Teachers among 24,000 sacked as Turkey targets coup plotters
Turkey's government has escalated its wide-ranging crackdown against people it claims are linked to plotters in Friday night's attempted coup, sacking nearly 24,000 teachers and Interior Ministry employees across the country.
It has also demanded the resignations of 1,577 university deans.
The dismissals touched every aspect of government life.
Turkish media, in rapid-fire reports, said the Ministry of Education fired 15,200 people across the country, while the Interior Ministry fired 8,777 employees and Turkey's Board of Higher Education requested the deans' resignations.
In addition, 257 people working at the office of the prime minister were dismissed and the Directorate of Religious Affairs announced it had sacked 492 staff including clerics, preachers and religious teachers.
The firings come on top of the roughly 9,000 people who have been detained by the government, including security personnel, judges, prosecutors, religious figures and others.
Turkey's state-run Anadolu news agency said courts have remanded 85 generals and admirals in custody ahead of trials over their roles in the coup attempt.
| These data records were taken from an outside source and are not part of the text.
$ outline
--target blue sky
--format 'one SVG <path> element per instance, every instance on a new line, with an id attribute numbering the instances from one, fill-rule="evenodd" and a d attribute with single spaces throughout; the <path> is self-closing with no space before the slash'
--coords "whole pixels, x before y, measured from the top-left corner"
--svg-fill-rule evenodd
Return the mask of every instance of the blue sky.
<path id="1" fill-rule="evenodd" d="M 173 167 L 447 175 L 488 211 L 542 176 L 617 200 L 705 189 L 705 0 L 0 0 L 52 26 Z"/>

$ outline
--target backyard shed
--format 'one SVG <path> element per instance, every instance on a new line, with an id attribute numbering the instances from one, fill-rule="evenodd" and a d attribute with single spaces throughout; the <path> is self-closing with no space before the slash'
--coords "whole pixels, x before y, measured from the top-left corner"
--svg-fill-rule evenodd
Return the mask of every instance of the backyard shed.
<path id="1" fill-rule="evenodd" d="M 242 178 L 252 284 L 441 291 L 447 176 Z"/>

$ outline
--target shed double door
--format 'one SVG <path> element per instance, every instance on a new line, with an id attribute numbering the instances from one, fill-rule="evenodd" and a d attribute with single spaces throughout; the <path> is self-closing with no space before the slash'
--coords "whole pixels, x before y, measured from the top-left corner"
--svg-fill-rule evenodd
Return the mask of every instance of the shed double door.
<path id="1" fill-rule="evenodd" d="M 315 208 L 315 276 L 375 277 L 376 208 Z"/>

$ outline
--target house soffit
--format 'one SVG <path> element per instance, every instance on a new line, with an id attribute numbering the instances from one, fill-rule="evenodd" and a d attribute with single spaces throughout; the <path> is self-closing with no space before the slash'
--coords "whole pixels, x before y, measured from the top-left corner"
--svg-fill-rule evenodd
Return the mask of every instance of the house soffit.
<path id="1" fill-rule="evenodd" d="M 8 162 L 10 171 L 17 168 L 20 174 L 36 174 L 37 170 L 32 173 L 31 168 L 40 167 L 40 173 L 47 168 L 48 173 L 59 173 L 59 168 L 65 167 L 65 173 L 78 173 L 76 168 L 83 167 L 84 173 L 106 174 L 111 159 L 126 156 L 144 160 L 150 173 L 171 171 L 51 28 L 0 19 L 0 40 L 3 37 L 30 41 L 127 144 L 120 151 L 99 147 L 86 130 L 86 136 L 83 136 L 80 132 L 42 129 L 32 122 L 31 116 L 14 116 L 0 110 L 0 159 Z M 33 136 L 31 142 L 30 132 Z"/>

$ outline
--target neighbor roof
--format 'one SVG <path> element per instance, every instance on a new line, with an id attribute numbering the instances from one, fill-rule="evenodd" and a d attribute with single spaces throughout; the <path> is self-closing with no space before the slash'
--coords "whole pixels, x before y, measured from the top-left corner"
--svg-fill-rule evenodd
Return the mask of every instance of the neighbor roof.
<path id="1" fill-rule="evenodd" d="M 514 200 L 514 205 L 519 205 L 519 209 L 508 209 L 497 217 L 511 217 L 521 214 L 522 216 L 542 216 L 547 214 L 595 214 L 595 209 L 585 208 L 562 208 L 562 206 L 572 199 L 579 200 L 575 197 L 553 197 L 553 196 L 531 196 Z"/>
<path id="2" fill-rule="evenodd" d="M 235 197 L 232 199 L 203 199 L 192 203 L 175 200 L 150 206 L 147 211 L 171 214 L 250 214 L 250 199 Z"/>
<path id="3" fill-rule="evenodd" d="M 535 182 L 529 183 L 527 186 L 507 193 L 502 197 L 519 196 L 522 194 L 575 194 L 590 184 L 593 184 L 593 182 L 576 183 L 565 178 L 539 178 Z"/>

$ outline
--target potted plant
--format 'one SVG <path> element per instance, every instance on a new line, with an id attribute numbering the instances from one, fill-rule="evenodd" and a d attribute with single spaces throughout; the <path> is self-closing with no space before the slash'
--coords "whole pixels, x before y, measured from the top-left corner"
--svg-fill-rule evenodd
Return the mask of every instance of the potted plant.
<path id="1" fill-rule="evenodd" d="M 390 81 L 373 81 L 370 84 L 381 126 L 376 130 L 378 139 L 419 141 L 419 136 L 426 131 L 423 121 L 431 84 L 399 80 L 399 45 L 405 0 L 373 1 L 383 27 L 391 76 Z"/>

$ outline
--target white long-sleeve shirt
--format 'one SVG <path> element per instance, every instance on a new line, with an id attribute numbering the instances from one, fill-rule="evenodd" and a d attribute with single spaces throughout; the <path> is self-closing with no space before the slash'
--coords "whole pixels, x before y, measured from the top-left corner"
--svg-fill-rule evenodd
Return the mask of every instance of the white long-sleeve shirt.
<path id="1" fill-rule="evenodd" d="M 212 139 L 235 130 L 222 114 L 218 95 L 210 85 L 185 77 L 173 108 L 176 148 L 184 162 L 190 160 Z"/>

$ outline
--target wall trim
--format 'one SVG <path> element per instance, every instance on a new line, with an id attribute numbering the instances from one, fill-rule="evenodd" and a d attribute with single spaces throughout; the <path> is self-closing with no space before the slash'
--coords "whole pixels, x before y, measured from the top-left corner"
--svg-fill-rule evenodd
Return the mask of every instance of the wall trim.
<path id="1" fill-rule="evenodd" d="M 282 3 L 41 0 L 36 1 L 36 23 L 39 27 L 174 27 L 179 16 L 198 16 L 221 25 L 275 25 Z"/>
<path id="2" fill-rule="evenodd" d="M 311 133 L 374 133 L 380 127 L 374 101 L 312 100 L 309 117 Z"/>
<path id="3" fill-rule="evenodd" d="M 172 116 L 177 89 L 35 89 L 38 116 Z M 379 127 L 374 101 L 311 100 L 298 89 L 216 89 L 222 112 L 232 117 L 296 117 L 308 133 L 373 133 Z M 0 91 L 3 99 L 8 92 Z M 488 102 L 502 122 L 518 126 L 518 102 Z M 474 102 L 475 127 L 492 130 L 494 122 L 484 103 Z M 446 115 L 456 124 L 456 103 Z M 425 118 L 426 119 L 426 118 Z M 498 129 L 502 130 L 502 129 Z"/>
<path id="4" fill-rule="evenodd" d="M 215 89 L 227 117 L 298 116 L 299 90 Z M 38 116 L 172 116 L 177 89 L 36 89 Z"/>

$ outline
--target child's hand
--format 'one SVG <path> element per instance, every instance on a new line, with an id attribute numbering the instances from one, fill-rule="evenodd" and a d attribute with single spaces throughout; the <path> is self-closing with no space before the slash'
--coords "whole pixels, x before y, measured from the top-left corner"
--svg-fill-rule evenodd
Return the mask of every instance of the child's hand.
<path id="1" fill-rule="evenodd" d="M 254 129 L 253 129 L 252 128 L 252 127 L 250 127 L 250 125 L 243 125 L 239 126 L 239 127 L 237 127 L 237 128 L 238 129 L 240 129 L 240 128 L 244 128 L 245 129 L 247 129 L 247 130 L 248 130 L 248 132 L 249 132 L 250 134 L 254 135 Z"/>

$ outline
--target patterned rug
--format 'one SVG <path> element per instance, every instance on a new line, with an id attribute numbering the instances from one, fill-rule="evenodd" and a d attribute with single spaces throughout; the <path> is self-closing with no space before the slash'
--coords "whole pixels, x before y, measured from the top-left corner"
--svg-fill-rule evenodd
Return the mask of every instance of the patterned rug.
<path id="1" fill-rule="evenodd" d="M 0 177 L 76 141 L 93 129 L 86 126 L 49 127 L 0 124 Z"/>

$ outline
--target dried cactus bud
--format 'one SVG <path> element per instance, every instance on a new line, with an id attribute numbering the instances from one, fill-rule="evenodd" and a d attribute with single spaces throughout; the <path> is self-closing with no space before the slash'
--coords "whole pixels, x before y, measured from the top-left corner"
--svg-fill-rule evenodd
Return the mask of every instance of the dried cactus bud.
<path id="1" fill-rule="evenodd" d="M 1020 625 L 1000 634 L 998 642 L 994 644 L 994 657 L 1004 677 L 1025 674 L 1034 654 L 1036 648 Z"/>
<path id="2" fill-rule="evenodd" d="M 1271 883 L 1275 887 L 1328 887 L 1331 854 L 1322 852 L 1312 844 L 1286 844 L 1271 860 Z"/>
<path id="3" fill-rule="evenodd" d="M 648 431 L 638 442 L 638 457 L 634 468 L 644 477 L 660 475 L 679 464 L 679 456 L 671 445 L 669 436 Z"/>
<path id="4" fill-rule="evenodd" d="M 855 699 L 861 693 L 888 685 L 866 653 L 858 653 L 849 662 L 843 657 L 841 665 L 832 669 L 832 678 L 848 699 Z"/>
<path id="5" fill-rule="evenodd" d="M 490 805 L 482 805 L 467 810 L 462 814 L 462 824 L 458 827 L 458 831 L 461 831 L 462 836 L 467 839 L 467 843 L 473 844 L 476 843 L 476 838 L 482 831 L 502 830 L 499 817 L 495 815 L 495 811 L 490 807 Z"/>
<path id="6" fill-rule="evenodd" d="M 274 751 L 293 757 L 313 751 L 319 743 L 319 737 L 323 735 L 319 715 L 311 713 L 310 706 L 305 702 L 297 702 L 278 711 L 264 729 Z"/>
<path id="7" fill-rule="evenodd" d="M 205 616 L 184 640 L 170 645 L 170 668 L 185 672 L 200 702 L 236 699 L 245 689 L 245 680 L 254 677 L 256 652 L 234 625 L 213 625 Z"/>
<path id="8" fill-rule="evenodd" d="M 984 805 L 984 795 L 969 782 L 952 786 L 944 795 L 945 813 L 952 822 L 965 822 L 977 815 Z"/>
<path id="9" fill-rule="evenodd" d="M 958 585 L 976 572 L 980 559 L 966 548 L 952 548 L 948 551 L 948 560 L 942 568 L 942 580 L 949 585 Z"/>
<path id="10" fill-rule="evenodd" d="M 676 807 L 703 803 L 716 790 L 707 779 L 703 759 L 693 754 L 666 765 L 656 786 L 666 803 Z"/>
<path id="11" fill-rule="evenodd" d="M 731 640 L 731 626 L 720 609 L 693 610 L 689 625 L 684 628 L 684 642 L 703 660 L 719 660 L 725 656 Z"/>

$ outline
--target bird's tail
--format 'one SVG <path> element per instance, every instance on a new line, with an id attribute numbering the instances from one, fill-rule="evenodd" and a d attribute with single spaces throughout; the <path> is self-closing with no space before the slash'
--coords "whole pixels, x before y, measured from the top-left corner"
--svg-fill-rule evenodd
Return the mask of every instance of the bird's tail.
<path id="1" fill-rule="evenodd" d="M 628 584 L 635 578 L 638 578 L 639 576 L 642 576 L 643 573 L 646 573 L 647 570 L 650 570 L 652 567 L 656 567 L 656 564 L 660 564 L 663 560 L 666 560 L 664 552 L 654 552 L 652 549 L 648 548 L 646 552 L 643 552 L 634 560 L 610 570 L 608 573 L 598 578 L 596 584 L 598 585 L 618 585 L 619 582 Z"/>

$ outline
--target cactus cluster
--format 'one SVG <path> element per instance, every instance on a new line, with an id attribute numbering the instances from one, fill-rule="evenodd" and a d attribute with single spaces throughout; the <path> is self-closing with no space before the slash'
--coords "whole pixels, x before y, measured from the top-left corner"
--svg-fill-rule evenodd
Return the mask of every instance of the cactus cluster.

Dozens of others are still being questioned.
The violence surrounding the coup attempt claimed the lives of 208 government supporters and 24 coup plotters, according to the government.
Turkey said Fethullah Gulen, a US-based Muslim cleric, was behind the coup and has demanded his extradition. Gulen has denied any knowledge of the failed coup.
Those formally arrested include former air force commander General Akin Ozturk, alleged to be the ringleader of the July 15 uprising, and General Adem Hududi, commander of Turkey's Second Army, which is in charge of countering possible threats to Turkey from Syria, Iran and Iraq.
Gen Ozturk has denied the allegation, saying he neither planned nor directed the failed military coup.
President Recep Tayyip Erdogan's Air Force adviser, Lt Col Erkan Kivrak, was detained at a hotel while he was on holiday in Turkey's southern province of Antalya. No reason was given for the detention.
In a bid to calm markets roiled by the coup attempt, Turkey's central bank cut a key interest rate to shore up liquidity in the economy. The bank's Monetary Policy Committee said it has reduced its overnight marginal funding rate from 9% to 8.75%.
President Erdogan, meanwhile, made a series of televised appearances in which he disclosed dramatic details of his survival on the night of the failed coup and raised the prospect of reintroducing the death penalty to punish conspirators.
He told US broadcaster CNN that he narrowly escaped death after coup plotters stormed the resort town of Marmaris where he was on holiday.
"Had I stayed 10, 15 additional minutes, I would have been killed or I would have been taken," he said.
The president and other officials have strongly suggested the government is considering reinstating the death penalty, a practice abolished in 2004 as part of Turkey's bid to join the European Union. Several European officials have said such a move would be the end of Turkey's attempts to join.
Addressing hundreds of supporters outside his Istanbul residence, Mr Erdogan responded to calls for the reintroduction of the death penalty with the simple statement: "You cannot put aside the people's demands."
"In a country where our youths are killed with tanks and bombs, if we stay silent, as political people we will be held responsible in the afterlife," Mr Erdogan added, pointing out that capital punishment exists around the world, including in the United States and China.
Meanwhile, thousands of officials suspected of links to Gulen were purged from the judiciary and the Interior Ministry.
"No democracy shall allow for soldiers, prosecutors, police, judges, and bureaucrats to take orders from an outside organisation instead of the institutional bureaucracy," Mr Erdogan said.
Turkey's deputy prime minister said dossiers containing details of Gulen's activities have been sent to the US.
Numan Kurtulmus would not provide details about the files but said they include the past actions of the group that Gulen leads. They may also include new evidence that has emerged from the current investigation.